Offensif face à l'énorme pression internationale, Joseph Blatter a appelé vendredi les membres de la Fifa à "serrer les rangs pour aller de l'avant" à quelques heures du scrutin où il briguera un 5e mandat à la tête de l'instance secouée par un scandale planétaire de corruption.
Blatter, 79 ans, attaqué de toutes parts et notamment par le président de l'UEFA Michel Platini qui lui a personnellement demandé jeudi de démissionner, a pour adversaire le prince jordanien Ali bin Al Hussein, 39 ans, un de ses vice-présidents, qui se présente comme l'homme du changement.
Dans son discours d'ouverture du congrès électif vendredi matin, le Suisse a appelé à "l'esprit d'équipe" pour "attaquer les problèmes": "Les évènements de cette semaine ont jeté une ombre. Essayons d'enlever cette ombre, on ne peut pas admettre que la réputation de la Fifa soit traînée dans la boue", avant de conclure: "Serrons les rangs pour aller de l'avant".
Blatter maintient son cap
D'où vient cette tempête selon lui? "Si le 2 décembre 2010, deux autres pays avaient été désignés organisateurs des Coupes du monde 2018 (Russie) et 2022 (Qatar), je pense qu'on n'en serait pas là aujourd'hui", a lâché "Sepp", sous-entendant que ces nominations ont provoqué la colère de l'Angleterre, candidate déçue de 2018, et des Etats-Unis, frustrés de ne pas avoir été retenus pour 2022, et dont la ministre de la Justice Loretta Lynch s'est placée en pointe dans l'offensive anti-corruption.
Le Qatar de son côté a assuré vendredi avoir respecté les "plus hauts standards éthiques" pour obtenir l'organisation du Mondial-2022, dans sa première déclaration officielle depuis mercredi.
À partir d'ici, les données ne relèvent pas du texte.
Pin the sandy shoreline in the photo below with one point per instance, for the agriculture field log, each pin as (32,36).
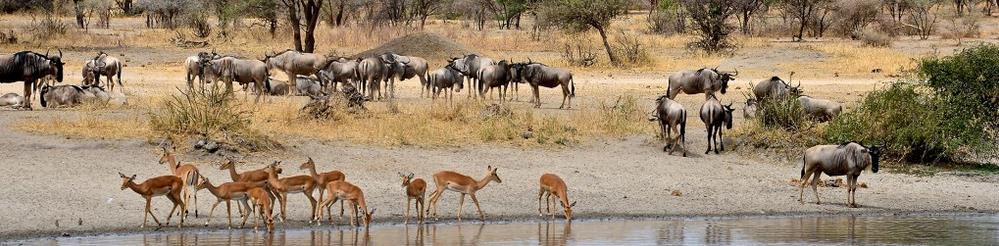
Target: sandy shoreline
(72,179)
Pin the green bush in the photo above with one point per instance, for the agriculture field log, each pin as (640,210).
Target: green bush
(948,117)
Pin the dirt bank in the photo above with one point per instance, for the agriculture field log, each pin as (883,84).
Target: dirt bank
(58,182)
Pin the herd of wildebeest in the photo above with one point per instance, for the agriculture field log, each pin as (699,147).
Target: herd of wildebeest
(317,75)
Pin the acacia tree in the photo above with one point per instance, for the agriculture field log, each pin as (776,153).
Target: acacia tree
(709,16)
(581,15)
(309,10)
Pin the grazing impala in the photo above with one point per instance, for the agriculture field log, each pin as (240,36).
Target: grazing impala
(415,189)
(187,173)
(322,179)
(258,175)
(168,185)
(262,202)
(447,180)
(228,192)
(297,184)
(551,184)
(341,190)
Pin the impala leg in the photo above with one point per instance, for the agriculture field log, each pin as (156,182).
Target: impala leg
(212,212)
(477,208)
(461,204)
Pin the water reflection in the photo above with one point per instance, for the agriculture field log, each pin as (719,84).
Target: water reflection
(961,230)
Ce jour-là, une bombe atomique médiatique avait explosé, avec les deux procédures judiciaires distinctes diligentées par les justices américaine et suisse, pour corruption présumée à grande échelle, et arrestations à Zurich de sept élus de la Fifa, inculpations en rafales et perquisitions de son siège.
M. Blatter, entré à la Fifa en 1975 et président depuis 1998, se présente comme la victime de la corruption et se pose en meilleur rempart. Il a déjà surmonté de graves crises en 2002 et 2011, qui ne l'ont pas empêché d'être réélu à chaque fois, et a encore usé vendredi de sa célèbre métaphore marine en appelant les 209 fédérations composant la Fifa à lui laisser la barre pour que "le bateau ne tangue plus, et avance tranquillement".
Il navigue en tout cas dans un océan de dollars: la Fifa a enregistré un bénéfice de 338 millions USD (308 M d'euros) sur la période 2011/2014 pour un chiffre d'affaires de 5,7 milliards de dollars (5,2 milliards EUR), grâce en grande partie aux revenus du Mondial-2014 au Brésil. Ses réserves s'élèvent à 1,5 milliard de dollars (1,36 md euros).
Image en lambeaux
La Fifa, déjà tourmentée par le feuilleton du Qatar, n'avait pas besoin de ce nouveau décor de film policier. Sur les réseaux sociaux, les hashtags #BlatterOut ("BlatterDehors") ou #FifaMafia pullulent, relayant une presse internationale déchaînée.
Des dirigeants politiques sont également entrés dans la ronde. "A mon avis, il devrait partir, a lancé vendredi le Premier ministre britannique David Cameron. Vous ne pouvez pas avoir des accusations de corruption à ce niveau et à cette échelle dans cette organisation et prétendre que la personne qui la conduit en ce moment est la bonne personne pour la faire avancer".
Jeudi, François Hollande avait insisté sur la nécessité pour les organisations sportives d'être "incontestables". Plusieurs entreprises multinationales, dont Nike, Visa, Adidas, Coca-Cola ou Hyundai, ont exprimé leurs préoccupations. Le compte à rebours est lancé. La Fifa connaîtra son président pour 2015-2019 entre 16h30 et 19h30.